For a while I had been attempting to think of a pithy and illustrative way to describe the different approaches of Catholics and Protestants to Scripture; I think this encounter was a perfect exemplar. For our Protestant brethren, the Bible is the sole source for the faith. If some notion or practice cannot be explicitly (and usually repeatedly) found in the pages of Scripture, then that notion or practice, they conclude, has no basis for being believed. One almost gets the sense that the point in question must be spelled out in a divine command, or in the form of a proposition, in order to be accepted. So, even if the Protestant reads this passage, or Acts 5:15 (where Peter's shadow heals the sick), or Luke 8:44-47 (where the woman touches Jesus's garment and is healed), or all of them together, it seems he is not likely to conclude from them that the presence of a holy person, or a holy person's things, or a deceased holy person's body, can have positive spiritual effect. It's not explicit enough, it's not clear enough, it's not sure enough.
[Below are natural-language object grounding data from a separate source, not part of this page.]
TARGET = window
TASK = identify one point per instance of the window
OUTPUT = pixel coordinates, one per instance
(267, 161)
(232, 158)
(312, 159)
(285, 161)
Of course, this attitude ignores an entire dimension of evidence: practice, or tradition. Surely if we would like to determine whether this use of relics is congruent with Christianity, it would be useful to ask whether Christians have always and everywhere made such use? Would that not be a strong indication that the practice is indeed Christian?

In this conception, the Scriptural stories are like snapshots of moments within the life of the Church; they are best understood and interpreted by those who witnessed them and were present, and by those to whom those witnesses gave their testimony. If you were to find pictures of some of your relatives on a beach trip, your aunt who was on the trip would be able to give you the context and significance of the events captured in the photos--who else was there, why a certain person wasn't there, what everyone was laughing about--much more accurately and precisely than a stranger who came along and began inspecting the photos, no matter how good the stranger's detective work and methods of analysis were.

For the Catholic, Scripture is like those snapshots, and the Tradition is like those family stories that give you the context for the pictures. The Catholic, having the rest of the story, is able to see beyond the picture's frame. The Protestant looks only at the picture, and misses the rest of the story.

1 comment:

  1. Yet another excellent example of the short-sightedness of sola scriptura. Thanks, Nick.